At the same time, the longtime trend of steadily increasing revenues has reversed course this year, with income from inmates and parolees declining for the first time. Such revenues are down by more than $4 million to about $106 million. With an extra $54 million coming in from federal sources, the fund won’t have a problem covering an expected $133 million in payouts, but the reversal of fortunes troubles some.
One factor in the funding decrease ironically relates to the tough-on-crime policies enacted in the name of crime victims. In recent years, the average lengths of jail and prison sentences have been getting longer. Paroles have been tougher to get, and, for those who do get out, tougher parole standards have caused more ex-cons to be taken off the street and sent back to prison.
These tough-on-crime trends create a simple mathematic equation that hurts the fund. Inmates usually make less than a dollar an hour working behind bars, 20 percent of which is taken out for victim compensation. That same 20 percent adds up far faster when someone is out of jail and making at least minimum wage.
Sandy Minifee, who administers the Victims Compensation Program for the California Department of Corrections, said many perpetrators would never make enough money to fully pay their debts. “Many inmates or parolees will be paying off their restitution order until they die,” she said.
This brings us back to Peggy Lopez, who has been asked to repay what she received from the VCP, partly because the VCP discovered she also was getting worker’s compensation payments and partly because it concluded that her injuries weren’t related directly to the crime.

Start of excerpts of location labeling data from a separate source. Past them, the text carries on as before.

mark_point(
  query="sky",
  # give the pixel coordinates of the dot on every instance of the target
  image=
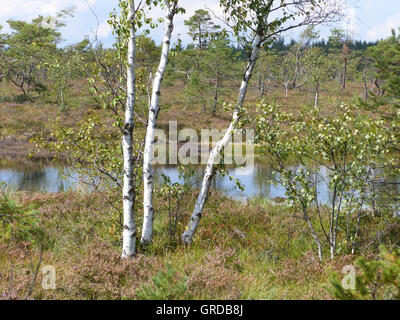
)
(365, 19)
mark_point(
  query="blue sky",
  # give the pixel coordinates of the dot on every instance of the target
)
(366, 19)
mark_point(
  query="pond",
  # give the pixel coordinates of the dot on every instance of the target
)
(258, 180)
(50, 177)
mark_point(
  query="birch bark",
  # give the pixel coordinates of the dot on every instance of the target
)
(129, 233)
(154, 109)
(210, 169)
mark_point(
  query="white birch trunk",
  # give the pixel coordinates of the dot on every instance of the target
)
(129, 233)
(210, 169)
(148, 209)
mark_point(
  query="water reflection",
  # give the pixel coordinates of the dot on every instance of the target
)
(258, 181)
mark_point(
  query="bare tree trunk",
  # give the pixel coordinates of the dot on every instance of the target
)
(365, 86)
(316, 102)
(154, 109)
(216, 92)
(344, 75)
(210, 169)
(129, 233)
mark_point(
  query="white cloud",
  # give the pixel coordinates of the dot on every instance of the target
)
(384, 30)
(350, 23)
(104, 30)
(28, 9)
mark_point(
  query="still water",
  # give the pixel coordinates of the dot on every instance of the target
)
(258, 180)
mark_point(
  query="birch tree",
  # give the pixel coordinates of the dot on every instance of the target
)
(154, 109)
(256, 22)
(128, 191)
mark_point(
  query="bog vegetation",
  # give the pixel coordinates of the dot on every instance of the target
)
(332, 104)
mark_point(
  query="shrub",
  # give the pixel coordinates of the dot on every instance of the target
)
(164, 287)
(378, 279)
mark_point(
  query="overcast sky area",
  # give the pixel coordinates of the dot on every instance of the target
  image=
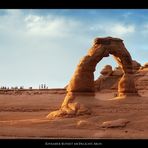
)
(45, 45)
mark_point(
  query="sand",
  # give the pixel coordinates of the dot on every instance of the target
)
(24, 116)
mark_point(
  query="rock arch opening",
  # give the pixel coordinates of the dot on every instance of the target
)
(80, 91)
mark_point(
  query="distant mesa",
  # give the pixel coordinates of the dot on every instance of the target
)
(80, 97)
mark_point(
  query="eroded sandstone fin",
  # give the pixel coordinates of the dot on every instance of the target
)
(80, 91)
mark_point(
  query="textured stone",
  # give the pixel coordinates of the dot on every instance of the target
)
(82, 81)
(115, 123)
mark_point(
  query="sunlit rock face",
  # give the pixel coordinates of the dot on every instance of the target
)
(111, 81)
(80, 91)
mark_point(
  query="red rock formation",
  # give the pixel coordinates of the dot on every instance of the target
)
(80, 90)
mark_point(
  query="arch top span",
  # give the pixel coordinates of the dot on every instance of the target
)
(81, 86)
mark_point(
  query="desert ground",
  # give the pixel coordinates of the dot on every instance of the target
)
(23, 115)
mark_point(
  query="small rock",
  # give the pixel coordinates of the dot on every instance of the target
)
(115, 123)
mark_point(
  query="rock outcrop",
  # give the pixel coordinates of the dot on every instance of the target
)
(81, 89)
(111, 81)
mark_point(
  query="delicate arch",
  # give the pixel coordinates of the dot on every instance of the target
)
(82, 82)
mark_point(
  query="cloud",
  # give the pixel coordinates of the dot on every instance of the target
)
(50, 25)
(114, 29)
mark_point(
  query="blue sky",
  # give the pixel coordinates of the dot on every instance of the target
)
(45, 45)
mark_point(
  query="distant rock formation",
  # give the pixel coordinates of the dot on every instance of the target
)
(81, 89)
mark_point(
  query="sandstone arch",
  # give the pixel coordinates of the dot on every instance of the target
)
(80, 91)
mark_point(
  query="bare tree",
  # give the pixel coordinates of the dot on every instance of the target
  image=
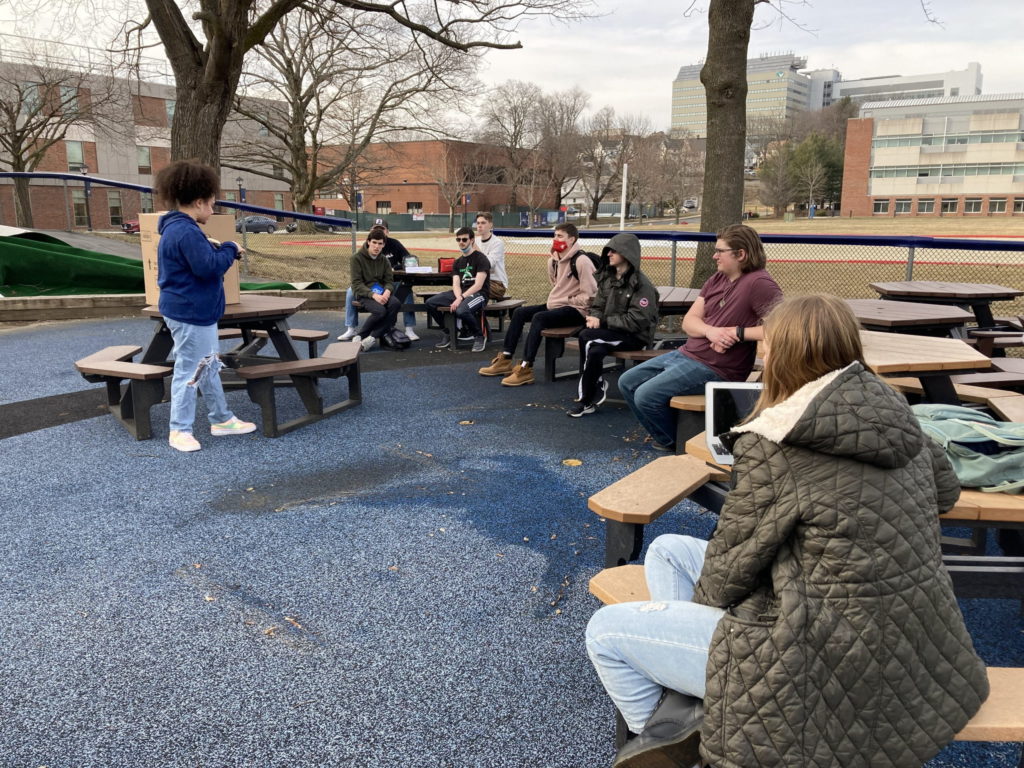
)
(207, 61)
(341, 80)
(41, 103)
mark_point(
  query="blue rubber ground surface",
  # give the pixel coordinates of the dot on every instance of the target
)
(384, 588)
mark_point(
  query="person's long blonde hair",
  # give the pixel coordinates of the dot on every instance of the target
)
(806, 338)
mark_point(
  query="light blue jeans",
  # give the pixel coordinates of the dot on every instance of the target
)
(352, 317)
(192, 344)
(640, 648)
(648, 387)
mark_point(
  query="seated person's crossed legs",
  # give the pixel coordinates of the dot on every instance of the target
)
(647, 388)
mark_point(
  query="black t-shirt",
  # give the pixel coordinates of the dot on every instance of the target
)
(468, 267)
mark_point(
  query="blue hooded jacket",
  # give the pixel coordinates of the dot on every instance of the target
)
(190, 270)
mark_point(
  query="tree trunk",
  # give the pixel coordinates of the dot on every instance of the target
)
(724, 78)
(23, 203)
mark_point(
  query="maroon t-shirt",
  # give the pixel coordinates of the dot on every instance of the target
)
(742, 302)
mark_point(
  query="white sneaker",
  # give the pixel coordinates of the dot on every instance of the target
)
(183, 441)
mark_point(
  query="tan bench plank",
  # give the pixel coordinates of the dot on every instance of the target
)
(647, 493)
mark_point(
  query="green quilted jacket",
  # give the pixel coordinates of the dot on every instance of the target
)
(842, 644)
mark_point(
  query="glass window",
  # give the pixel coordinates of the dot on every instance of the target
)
(78, 207)
(76, 156)
(114, 207)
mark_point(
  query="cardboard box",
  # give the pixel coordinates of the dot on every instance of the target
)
(220, 226)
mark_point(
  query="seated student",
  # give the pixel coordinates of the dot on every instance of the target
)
(623, 316)
(494, 248)
(373, 284)
(469, 292)
(818, 627)
(396, 253)
(722, 326)
(572, 279)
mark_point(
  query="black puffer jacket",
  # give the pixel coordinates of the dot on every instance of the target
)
(629, 303)
(843, 644)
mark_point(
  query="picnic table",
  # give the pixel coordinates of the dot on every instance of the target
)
(906, 316)
(978, 296)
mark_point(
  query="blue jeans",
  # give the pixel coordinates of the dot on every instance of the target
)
(648, 387)
(192, 344)
(401, 292)
(640, 648)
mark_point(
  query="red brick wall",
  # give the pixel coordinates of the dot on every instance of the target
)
(856, 164)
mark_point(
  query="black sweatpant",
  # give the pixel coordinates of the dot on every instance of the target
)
(595, 345)
(539, 317)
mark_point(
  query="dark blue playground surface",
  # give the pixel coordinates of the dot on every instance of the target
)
(388, 587)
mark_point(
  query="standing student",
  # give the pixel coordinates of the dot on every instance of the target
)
(571, 274)
(395, 253)
(469, 292)
(373, 284)
(624, 315)
(494, 248)
(723, 326)
(818, 627)
(190, 269)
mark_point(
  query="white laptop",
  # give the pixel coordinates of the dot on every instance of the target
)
(726, 403)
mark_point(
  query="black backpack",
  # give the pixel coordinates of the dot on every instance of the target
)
(598, 262)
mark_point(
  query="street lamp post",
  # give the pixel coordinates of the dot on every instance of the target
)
(88, 194)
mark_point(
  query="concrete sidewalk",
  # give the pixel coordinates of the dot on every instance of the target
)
(403, 584)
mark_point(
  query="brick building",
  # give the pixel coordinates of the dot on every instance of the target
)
(958, 156)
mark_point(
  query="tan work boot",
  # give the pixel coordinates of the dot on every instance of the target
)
(500, 366)
(522, 374)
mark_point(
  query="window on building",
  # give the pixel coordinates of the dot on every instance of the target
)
(114, 207)
(76, 156)
(78, 208)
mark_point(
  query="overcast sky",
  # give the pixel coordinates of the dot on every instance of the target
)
(629, 56)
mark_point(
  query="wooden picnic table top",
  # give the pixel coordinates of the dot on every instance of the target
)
(883, 313)
(939, 290)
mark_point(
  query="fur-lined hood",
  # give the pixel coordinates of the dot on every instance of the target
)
(848, 413)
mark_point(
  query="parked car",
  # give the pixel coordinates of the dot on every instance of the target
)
(256, 224)
(321, 226)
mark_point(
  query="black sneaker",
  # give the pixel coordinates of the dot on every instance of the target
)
(582, 410)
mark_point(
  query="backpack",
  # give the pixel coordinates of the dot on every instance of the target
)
(985, 454)
(595, 259)
(395, 339)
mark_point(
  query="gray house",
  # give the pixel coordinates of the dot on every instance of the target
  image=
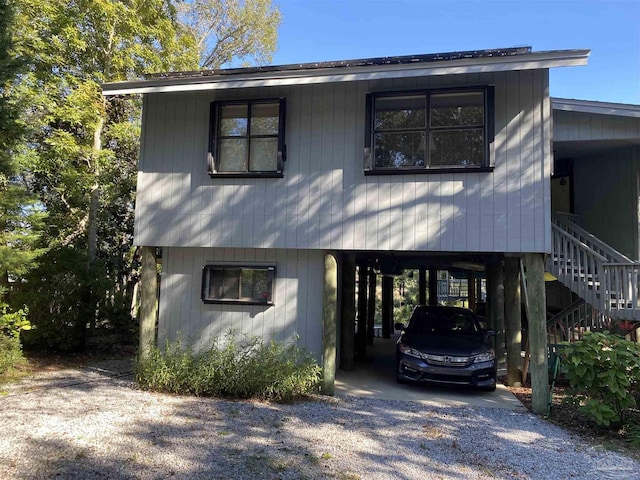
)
(272, 191)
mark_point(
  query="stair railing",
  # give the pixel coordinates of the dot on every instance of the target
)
(578, 266)
(568, 223)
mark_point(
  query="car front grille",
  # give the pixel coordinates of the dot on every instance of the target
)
(448, 361)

Lopez believes the experience of having a gun pointed at her during the robbery was what triggered an accident the next day when a load of boxes in her truck fell on her.

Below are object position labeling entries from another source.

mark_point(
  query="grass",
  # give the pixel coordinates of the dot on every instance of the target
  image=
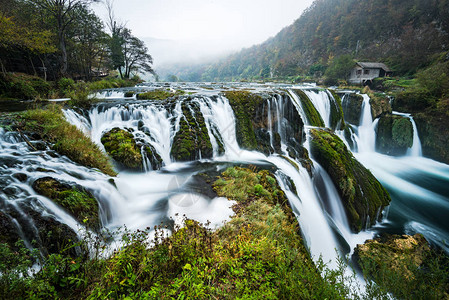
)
(66, 138)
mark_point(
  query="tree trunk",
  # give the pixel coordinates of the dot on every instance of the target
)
(32, 65)
(63, 54)
(44, 68)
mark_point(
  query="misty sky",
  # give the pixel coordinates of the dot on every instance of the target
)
(203, 28)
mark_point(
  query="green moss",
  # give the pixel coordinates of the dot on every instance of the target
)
(352, 108)
(66, 138)
(244, 104)
(192, 140)
(363, 196)
(337, 117)
(78, 202)
(312, 114)
(159, 94)
(121, 146)
(405, 266)
(394, 135)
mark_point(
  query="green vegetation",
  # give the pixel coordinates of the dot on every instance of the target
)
(362, 195)
(80, 203)
(258, 254)
(405, 266)
(244, 105)
(339, 69)
(337, 117)
(192, 137)
(312, 114)
(51, 125)
(159, 94)
(394, 135)
(121, 146)
(406, 35)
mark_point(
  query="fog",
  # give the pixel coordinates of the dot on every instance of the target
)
(193, 31)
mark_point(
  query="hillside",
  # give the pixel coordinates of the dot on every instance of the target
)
(402, 33)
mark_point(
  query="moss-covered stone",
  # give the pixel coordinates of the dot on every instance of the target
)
(433, 131)
(380, 104)
(394, 135)
(337, 116)
(312, 114)
(158, 94)
(77, 201)
(352, 108)
(121, 146)
(192, 140)
(244, 105)
(362, 195)
(405, 266)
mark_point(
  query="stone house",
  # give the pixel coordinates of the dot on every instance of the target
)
(365, 72)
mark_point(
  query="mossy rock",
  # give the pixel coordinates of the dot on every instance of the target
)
(244, 104)
(337, 116)
(192, 140)
(75, 200)
(121, 146)
(312, 114)
(434, 133)
(362, 194)
(129, 94)
(158, 94)
(394, 135)
(405, 266)
(380, 104)
(352, 108)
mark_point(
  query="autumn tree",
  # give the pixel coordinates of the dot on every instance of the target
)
(64, 13)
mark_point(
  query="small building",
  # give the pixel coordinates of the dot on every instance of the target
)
(365, 72)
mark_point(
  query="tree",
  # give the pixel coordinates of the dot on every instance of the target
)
(127, 52)
(63, 11)
(339, 68)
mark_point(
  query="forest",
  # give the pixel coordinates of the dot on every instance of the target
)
(60, 39)
(406, 35)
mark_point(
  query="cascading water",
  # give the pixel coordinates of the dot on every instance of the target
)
(146, 199)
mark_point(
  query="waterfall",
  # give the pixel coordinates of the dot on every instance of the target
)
(320, 99)
(416, 149)
(146, 199)
(366, 138)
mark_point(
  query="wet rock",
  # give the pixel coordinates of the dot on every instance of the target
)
(312, 114)
(121, 146)
(192, 140)
(362, 194)
(394, 135)
(352, 108)
(74, 199)
(8, 231)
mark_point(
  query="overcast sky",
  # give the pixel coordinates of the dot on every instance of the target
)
(206, 28)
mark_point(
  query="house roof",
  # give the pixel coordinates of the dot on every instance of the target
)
(371, 65)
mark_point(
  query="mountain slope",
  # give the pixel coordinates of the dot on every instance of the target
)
(403, 33)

“Sometimes you are so shocked everything in you is quiet. Everything you do is in a fog, sort of a mindless place of shock,” she said.
With funding tight at the VCP, this “fund of last resort” can only cover a narrow realm of victims’ needs. Clader said changes in the scope of the program would have to be made through the Legislature, and some victims’ rights groups say they plan to do exactly that next year and will urge officials to increase restitution levels and broaden the fund’s mandate.
But it was a different type of solution that led Lopez to contact SN&R, after she’d read the August 8 cover story “No Parole for You,” which detailed how more paroles are being denied by the state than ever before, largely at the behest of Governor Gray Davis.
“The ‘wrongdoers’ need to come out of prison when parole is indicated. These women and men, rather than consuming taxpayers’ hard-earned money, should be out of jail, working, paying taxes and paying restitution to the restitution fund to cover the needs of the victims of crime in the state of California,” she wrote. “By enforcing an ‘in a pine box’ parole policy, Governor Davis violates both the perpetrators and the victims of crime in the state of California.”